For as long as we’ve looked to the night sky, we’ve been trying to make sense of planets. The word itself comes from the ancient Greek planētēs, which means “wanderer”, a nod to their shifting positions against the fixed stars. But the question of what exactly qualifies as a planet remains surprisingly unsettled. In fact, it may be more uncertain now than it was in ancient times.
Over the past few decades, discoveries of thousands of exoplanets have challenged long-standing assumptions. At the same time, controversial reclassifications within our own Solar System, like the demotion of Pluto in 2006, have exposed cracks in our current criteria. Today’s astrobito revisits this debate, offering not just an updated definition but an entirely new framework for understanding planets.
Rethinking the rules of planethood
In 2006, the International Astronomical Union (IAU) set the most widely accepted modern definition of a planet. According to the IAU, a planet must:
Orbit the Sun,
Be massive enough for its own gravity to pull it into a nearly round shape (a state called hydrostatic equilibrium), and
Have “cleared the neighbourhood” around its orbit, meaning it must be gravitationally dominant.

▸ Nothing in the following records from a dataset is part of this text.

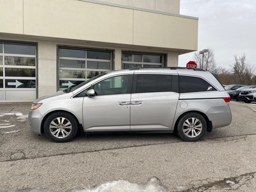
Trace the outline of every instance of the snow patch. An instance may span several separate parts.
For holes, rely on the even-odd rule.
[[[64,190],[65,191],[65,190]],[[18,192],[19,191],[16,191]],[[26,192],[51,192],[41,189],[26,189]],[[168,192],[157,177],[152,177],[147,183],[131,183],[127,180],[119,180],[106,182],[98,187],[83,189],[72,189],[70,192]]]
[[[96,188],[73,189],[72,192],[167,192],[168,189],[162,186],[160,180],[152,177],[146,184],[131,183],[120,180],[104,183]]]
[[[11,124],[0,124],[0,126],[3,125],[10,125]]]
[[[17,119],[19,122],[24,122],[26,119],[28,118],[28,115],[23,115],[20,112],[13,112],[13,113],[0,113],[0,116],[11,116],[15,115],[17,116]]]
[[[226,180],[226,183],[230,184],[231,185],[234,185],[235,184],[235,182],[234,181],[229,180]]]
[[[4,124],[0,124],[0,125],[4,125]],[[11,125],[11,124],[7,124],[7,125],[6,124],[5,125],[5,126],[0,126],[0,129],[6,129],[6,128],[10,128],[10,127],[14,127],[14,126],[15,126],[16,125]]]
[[[20,132],[21,130],[16,130],[16,131],[9,131],[9,132],[4,132],[3,133],[4,134],[9,134],[9,133],[13,133],[13,132]]]

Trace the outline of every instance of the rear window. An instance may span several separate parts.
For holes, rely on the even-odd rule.
[[[200,77],[179,76],[179,82],[180,93],[216,90],[208,82]]]

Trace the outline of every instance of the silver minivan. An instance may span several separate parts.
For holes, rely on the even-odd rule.
[[[209,72],[137,68],[102,74],[38,99],[29,114],[31,131],[52,141],[85,132],[175,132],[185,141],[231,123],[229,95]]]

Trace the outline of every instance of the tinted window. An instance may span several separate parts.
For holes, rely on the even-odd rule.
[[[4,65],[35,66],[36,58],[26,57],[4,56]]]
[[[179,76],[179,81],[181,93],[216,90],[209,83],[199,77]]]
[[[122,60],[123,61],[142,62],[142,55],[124,53]]]
[[[129,75],[110,77],[93,85],[97,95],[125,94],[127,93]]]
[[[172,92],[170,75],[138,75],[136,93]]]
[[[3,88],[3,80],[0,79],[0,88]]]
[[[60,49],[60,56],[67,58],[85,58],[85,51],[72,49]]]
[[[87,58],[110,60],[110,52],[87,51]]]
[[[60,60],[60,67],[84,68],[85,61]]]
[[[33,45],[4,44],[4,52],[19,54],[36,54],[36,47]]]
[[[87,61],[87,68],[99,68],[110,70],[110,62]]]

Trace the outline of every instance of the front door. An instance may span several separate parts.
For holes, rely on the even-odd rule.
[[[95,96],[84,97],[84,127],[87,131],[129,131],[132,75],[111,77],[92,87]]]

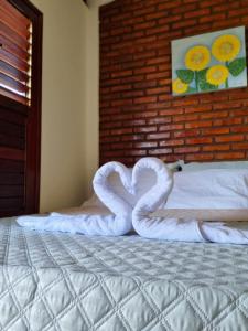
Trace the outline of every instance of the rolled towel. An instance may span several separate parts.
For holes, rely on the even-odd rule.
[[[248,244],[247,222],[204,222],[195,217],[165,216],[170,210],[164,211],[164,216],[155,216],[155,211],[164,205],[172,190],[172,173],[158,159],[141,159],[133,168],[132,184],[134,186],[142,169],[152,169],[157,174],[157,183],[138,201],[132,211],[133,227],[139,235],[165,241]],[[162,210],[160,214],[163,214]]]
[[[111,212],[106,209],[90,210],[79,209],[76,212],[52,213],[48,215],[20,216],[17,222],[21,226],[32,229],[60,231],[69,233],[80,233],[86,235],[118,236],[132,229],[131,213],[132,207],[118,196],[108,183],[111,172],[120,175],[121,182],[127,191],[131,190],[130,171],[119,162],[108,162],[98,169],[94,177],[94,190],[98,197]]]

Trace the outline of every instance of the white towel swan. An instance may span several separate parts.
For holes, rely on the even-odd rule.
[[[165,241],[248,244],[248,223],[201,222],[195,218],[165,218],[151,215],[165,203],[173,179],[162,161],[144,158],[133,168],[133,188],[142,169],[153,170],[157,173],[157,183],[138,201],[132,211],[133,227],[139,235]]]
[[[128,192],[132,192],[131,173],[119,162],[108,162],[98,169],[94,177],[94,189],[98,197],[112,214],[88,214],[87,210],[78,210],[75,214],[52,213],[45,215],[21,216],[17,222],[32,229],[61,231],[86,235],[118,236],[132,228],[132,207],[118,196],[108,184],[108,175],[117,172]]]

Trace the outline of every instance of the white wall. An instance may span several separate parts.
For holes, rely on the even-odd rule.
[[[85,174],[96,161],[87,164],[88,132],[84,132],[88,9],[82,0],[32,2],[44,14],[40,202],[44,212],[78,205],[87,191]]]

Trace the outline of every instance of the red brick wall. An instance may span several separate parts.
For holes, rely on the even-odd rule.
[[[248,88],[171,95],[171,41],[239,25],[248,28],[248,0],[116,0],[103,7],[100,163],[130,166],[145,156],[247,159]]]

This definition famously led to Pluto’s reclassification as a dwarf planet, a move that sparked scientific and public debate. Since then, researchers have pointed out several limitations of the IAU criteria. For one, it only applies to objects orbiting the Sun, excluding the thousands of known exoplanets. It also doesn’t define exactly how “cleared” an orbit must be, and even hydrostatic equilibrium is more complicated than it seems; Mercury, for example, may not technically meet this requirement, yet no one disputes its planetary status.
These issues have led scientists to propose new definitions over the years. Some are based on orbital dynamics, others on mass thresholds or geological features. The latest proposal, built around the idea of a “fundamental planet plane”, adds a new dimension to the conversation by focusing on physical parameters that can be measured directly.
A planet by mass, radius, and moment of inertia
The fundamental planet plane is a conceptual diagram that plots objects based on three physical properties: mass, radius, and moment of inertia (a measure of how mass is distributed inside a body). The idea is similar to the way stars are classified using their temperature and luminosity on the Hertzsprung–Russell (HR) diagram. Just as the HR diagram reveals patterns in stellar evolution, the planet plane aims to reveal patterns in planetary identity.
According to the team behind this new definition, planets lie within a specific region on this plane, bounded by mass thresholds. Their proposed definition is simple in principle:
A planet is a celestial spherical object, bound to a star or unbound, that lies on the fundamental planetary plane, within a mass range of 10²³ kg (about 0.02 Earth masses) to 2.5 × 10²⁸ kg (13 Jupiter masses).
This redefinition explicitly includes rogue planets (those that drift through space without a host star) and avoids the often ambiguous “clearing the orbit” clause. Instead of relying on orbital context, it focuses on intrinsic properties that can be compared across the Solar System and exoplanetary systems alike.
Where is the line between planets and non-planets?
Using data from Solar System objects, rocky exoplanets, moons, and asteroids, the researchers constructed a “turn-off point” diagram—analogous to stellar turn-off points in the HR diagram. This turn-off point marks the lower mass limit for planets, clustering around objects like Mercury and Mars. Bodies below this line, such as large asteroids and small moons, don’t align with the fundamental planet plane.